Textile manipulation, embroidery, and ornamental decoration have long been seen as residing within the realm of the private feminine. Backbreaking and dirty manual labor is traditionally within the very public and often better compensated masculine arena. Artist Eliza Bennett brings mixes the delicate with the visceral in her piece, A Woman’s Work is Never Done. Using her own hand as a base, she stitches pastel colors into her flesh, accentuating the lines and callouses. Each painful line disavows the notion that a woman’s work is always easy, carefree, and frivolous.

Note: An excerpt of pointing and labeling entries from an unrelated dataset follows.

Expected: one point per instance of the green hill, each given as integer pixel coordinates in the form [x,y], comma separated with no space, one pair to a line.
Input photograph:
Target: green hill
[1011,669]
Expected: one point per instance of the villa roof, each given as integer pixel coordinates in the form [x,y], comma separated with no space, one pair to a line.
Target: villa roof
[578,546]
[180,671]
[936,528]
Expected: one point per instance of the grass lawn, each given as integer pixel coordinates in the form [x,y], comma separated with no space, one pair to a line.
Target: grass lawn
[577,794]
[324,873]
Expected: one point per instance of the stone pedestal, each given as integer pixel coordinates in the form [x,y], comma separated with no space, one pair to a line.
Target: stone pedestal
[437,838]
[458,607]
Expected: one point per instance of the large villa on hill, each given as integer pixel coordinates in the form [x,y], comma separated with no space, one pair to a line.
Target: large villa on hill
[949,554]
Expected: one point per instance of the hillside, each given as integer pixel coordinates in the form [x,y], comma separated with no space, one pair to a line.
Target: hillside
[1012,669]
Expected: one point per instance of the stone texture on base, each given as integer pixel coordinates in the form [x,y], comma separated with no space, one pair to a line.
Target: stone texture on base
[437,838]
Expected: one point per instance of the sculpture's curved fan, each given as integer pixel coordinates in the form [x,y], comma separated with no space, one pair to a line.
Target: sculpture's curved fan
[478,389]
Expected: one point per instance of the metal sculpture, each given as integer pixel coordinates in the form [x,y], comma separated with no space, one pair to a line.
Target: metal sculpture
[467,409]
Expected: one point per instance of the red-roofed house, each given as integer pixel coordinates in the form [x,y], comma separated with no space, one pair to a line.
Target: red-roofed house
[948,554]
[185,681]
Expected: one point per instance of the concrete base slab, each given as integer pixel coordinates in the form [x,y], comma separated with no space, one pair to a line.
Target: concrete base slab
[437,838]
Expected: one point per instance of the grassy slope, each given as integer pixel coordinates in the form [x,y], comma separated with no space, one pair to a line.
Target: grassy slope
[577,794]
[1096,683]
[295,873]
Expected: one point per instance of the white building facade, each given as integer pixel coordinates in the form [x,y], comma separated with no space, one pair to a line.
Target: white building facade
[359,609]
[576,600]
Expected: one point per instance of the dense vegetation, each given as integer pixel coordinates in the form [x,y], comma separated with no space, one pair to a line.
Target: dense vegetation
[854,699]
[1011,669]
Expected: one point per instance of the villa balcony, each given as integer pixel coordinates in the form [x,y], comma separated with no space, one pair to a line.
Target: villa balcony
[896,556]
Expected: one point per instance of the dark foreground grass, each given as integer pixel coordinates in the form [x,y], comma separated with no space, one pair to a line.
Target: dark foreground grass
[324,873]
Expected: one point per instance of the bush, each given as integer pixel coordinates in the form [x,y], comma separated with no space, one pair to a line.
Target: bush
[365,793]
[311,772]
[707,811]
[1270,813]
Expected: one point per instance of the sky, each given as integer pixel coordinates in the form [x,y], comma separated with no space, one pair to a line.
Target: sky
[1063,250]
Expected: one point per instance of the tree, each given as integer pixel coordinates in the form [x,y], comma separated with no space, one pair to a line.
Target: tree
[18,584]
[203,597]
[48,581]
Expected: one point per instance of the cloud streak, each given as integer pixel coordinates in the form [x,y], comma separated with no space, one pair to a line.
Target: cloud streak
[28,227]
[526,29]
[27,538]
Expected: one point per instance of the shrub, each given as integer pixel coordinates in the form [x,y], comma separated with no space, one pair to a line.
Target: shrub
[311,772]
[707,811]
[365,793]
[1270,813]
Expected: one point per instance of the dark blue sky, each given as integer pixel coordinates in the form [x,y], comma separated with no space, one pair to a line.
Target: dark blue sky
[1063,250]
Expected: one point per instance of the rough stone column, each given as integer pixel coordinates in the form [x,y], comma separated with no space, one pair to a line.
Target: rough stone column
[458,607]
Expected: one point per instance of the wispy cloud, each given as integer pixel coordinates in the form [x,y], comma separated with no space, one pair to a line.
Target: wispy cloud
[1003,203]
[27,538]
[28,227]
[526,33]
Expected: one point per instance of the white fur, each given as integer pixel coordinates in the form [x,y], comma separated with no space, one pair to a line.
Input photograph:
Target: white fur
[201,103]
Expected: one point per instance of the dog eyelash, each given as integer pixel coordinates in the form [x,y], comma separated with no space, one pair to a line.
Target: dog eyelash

In A Woman’s Work is Never Done, Bennett seeks to represent the hidden effects of domestic jobs such as care-taking, child-rearing, cleaning, and cooking. Often underpaid and overlooked, her piece makes visible the scars and discomfort that women endure in silence. The thick threads piercing her skin are worn like proud badges, forcing the viewer to recognize the effort that is often overlooked and poorly compensated.
Acting as a combination canvas and garment, her hand acts as an intermediary between inner emotion and public expression. Within the context of the fashion industry, her composition highlights the suffering of the thousands of low-wage workers forced to earn a living and support their families by sacrificing their health. Women are particularly vulnerable to abuse, sexual harassment, and exploitation throughout the production of clothing. Bennett’s work is an emotionally-charged reminder of the very real physical and psychological consequences of occupations that are commonly marginalized and trivialized.